I shook Augusta by the shoulders. “What are you talking about? You are being ridiculous!”
She shook her head. “I think I’ve known it all along, but it all became clear to me just now.”
“Just now?” I looked around us, bewildered by her sudden emotions. “Since you came to the library? We’ve got to get you out of here.” I stood up and tried to pull her up with me.
Augusta was not being helpful. She tucked her arms around her knees and rocked back and forth. “I’m so cold … so cold.…”
“Where is your sister? She could not bear it if something happened to you, Augusta. And what about your mother? Your father? Your two little brothers?”
She was crying but would not move. I grabbed her by the arms and began to drag her across the floor.

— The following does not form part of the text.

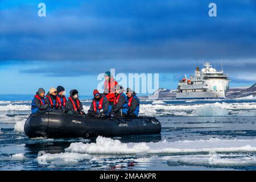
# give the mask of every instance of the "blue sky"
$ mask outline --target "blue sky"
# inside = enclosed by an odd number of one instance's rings
[[[38,16],[46,5],[47,16]],[[217,16],[208,16],[214,2]],[[159,73],[159,86],[209,60],[231,86],[256,82],[254,0],[0,2],[0,94],[62,85],[90,94],[98,73]]]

“Just let me be!” she sobbed.
“What is happening?” Elena stood in the doorway, eyes wide at the spectacle Augusta was making of herself.
“Don’t just stand there,” I hissed. “Help me get her out of this room!” I could feel an enormous gloom settling on my shoulders. As if life itself was too heavy a burden to carry. The ghost’s despair was beginning to affect me as well. Was this how she had killed the kitchen servant? “We have to hurry.”